CHAPTERS
Why AI agents are a real “2025 game-changer” (and what you’ll see in the episode)
Aakash frames the episode as a look at the near-future of work: AI agents that meaningfully replace chunks of human labor rather than just assisting. Jacob (Relay founder) sets expectations: you’ll see real agents he uses and a live build anyone can copy.
- •AI agents as leverage: productivity + cost savings vs hiring
- •Promise vs hype: impressive demos, but still practical constraints
- •Episode plan: show 3 real agents PMs can build (including a live build)
Meet Jacob Bank: building a “one-man marketing army” with Relay
Jacob introduces himself as a startup founder without a human executive assistant, and explains why he built one from multiple agents. The conversation quickly anchors on ROI: replacing expensive EA services with inexpensive agent workflows.
- •Jacob’s role and context: founder/CEO using agents daily
- •Goal: replicate an executive assistant through multiple specialized agents
- •Cost framing: $20–$40/month tooling vs ~$2k/month EA services
- •Theme: agents are personalizable (timing, channel, content)
Live demo: a 12-agent executive assistant (calendar, email, task management)
Jacob shows his executive assistant “team” split into calendar, email, and task management agents. He emphasizes that the value comes from composing small, reliable workflows over time as needs emerge.
- •Executive assistant composed of 12 separate agents/workflows
- •Three buckets: calendar management, email management, task management
- •Build iteratively as real pain points show up
- •Key idea: many small automations can replace a full role
Meeting Briefing Generator: pre-meeting research + Slack delivery
Jacob walks through a meeting-prep agent that triggers before calendar events and assembles a briefing. It researches attendees, prior emails/meetings, pulls LinkedIn context, and posts a combined dossier to Slack 30 minutes before the meeting.
- •Trigger timing: sends briefing ~30 minutes before meetings
- •Research steps: guest list → per-guest research → combine into briefing
- •Pulls context: past emails, previous meeting notes, LinkedIn profile data
- •Outputs to Slack (but could be WhatsApp/email—user-configurable)
- •Example shown: briefing created automatically for this very podcast recording
Model selection inside agents: cost/quality trade-offs and “model per task” heuristics
The discussion dives into using different LLMs for different steps.

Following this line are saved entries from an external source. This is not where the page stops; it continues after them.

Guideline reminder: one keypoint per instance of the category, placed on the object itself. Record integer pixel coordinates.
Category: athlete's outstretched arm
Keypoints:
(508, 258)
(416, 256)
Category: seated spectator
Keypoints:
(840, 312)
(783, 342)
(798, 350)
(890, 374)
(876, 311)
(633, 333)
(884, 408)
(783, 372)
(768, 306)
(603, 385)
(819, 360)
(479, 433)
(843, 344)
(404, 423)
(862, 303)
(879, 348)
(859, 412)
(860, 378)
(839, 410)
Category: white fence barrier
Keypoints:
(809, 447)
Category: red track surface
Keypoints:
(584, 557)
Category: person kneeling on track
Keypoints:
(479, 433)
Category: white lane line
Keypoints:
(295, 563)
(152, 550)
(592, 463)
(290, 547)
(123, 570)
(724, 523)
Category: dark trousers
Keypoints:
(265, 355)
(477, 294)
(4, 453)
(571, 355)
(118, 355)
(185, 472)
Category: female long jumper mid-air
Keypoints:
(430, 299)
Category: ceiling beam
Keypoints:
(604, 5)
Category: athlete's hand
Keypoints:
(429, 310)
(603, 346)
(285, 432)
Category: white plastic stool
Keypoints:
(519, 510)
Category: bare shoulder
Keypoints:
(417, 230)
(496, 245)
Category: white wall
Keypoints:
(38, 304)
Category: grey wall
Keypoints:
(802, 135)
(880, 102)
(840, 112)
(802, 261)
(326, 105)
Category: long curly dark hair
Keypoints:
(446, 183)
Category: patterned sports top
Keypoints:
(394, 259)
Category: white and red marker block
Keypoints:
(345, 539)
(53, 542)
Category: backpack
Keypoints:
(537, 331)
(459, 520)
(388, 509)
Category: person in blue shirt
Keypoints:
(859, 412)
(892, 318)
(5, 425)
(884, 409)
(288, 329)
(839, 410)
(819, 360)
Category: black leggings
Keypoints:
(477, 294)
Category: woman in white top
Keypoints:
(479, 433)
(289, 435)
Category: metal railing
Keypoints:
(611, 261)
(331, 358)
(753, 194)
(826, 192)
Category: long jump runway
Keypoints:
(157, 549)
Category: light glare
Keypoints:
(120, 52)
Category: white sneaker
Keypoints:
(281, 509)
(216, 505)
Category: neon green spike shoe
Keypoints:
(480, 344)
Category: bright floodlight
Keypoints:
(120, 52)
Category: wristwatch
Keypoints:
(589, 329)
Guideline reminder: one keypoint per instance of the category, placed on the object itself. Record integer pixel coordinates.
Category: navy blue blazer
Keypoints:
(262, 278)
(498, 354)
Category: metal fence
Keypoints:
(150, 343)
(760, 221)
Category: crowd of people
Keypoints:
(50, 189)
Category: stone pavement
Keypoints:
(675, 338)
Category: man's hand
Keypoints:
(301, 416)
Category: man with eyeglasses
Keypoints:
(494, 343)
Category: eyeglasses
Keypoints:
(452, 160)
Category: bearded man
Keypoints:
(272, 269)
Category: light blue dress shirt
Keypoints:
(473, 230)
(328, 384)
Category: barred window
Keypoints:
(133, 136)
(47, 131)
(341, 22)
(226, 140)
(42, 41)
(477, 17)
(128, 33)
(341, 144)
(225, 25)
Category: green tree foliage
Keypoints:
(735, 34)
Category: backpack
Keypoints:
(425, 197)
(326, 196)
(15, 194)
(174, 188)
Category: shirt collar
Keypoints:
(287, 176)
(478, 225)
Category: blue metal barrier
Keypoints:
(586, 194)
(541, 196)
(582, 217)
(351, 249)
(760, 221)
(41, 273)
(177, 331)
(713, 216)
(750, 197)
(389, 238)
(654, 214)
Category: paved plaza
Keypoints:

Jacob explains why he mixes models based on cost, context window needs, and writing/analysis strengths—and recommends quick comparative testing as models evolve.
- •Cost-to-quality trade-off drives model choice per step
- •Heuristic examples: Gemini for long context, Claude for writing, o3 for analysis
- •Avoid rigid advice: models change fast; swap and test with real workflows
- •Lightweight eval approach: run a few test cases and compare outputs
How the LinkedIn lookup works: sub-workflows and tool chaining
Jacob explains the mechanics behind turning an email address into a LinkedIn profile and then into structured profile data. The key idea is composing “building blocks” (Google queries, selecting best result, then fetching data) into reusable sub-workflows.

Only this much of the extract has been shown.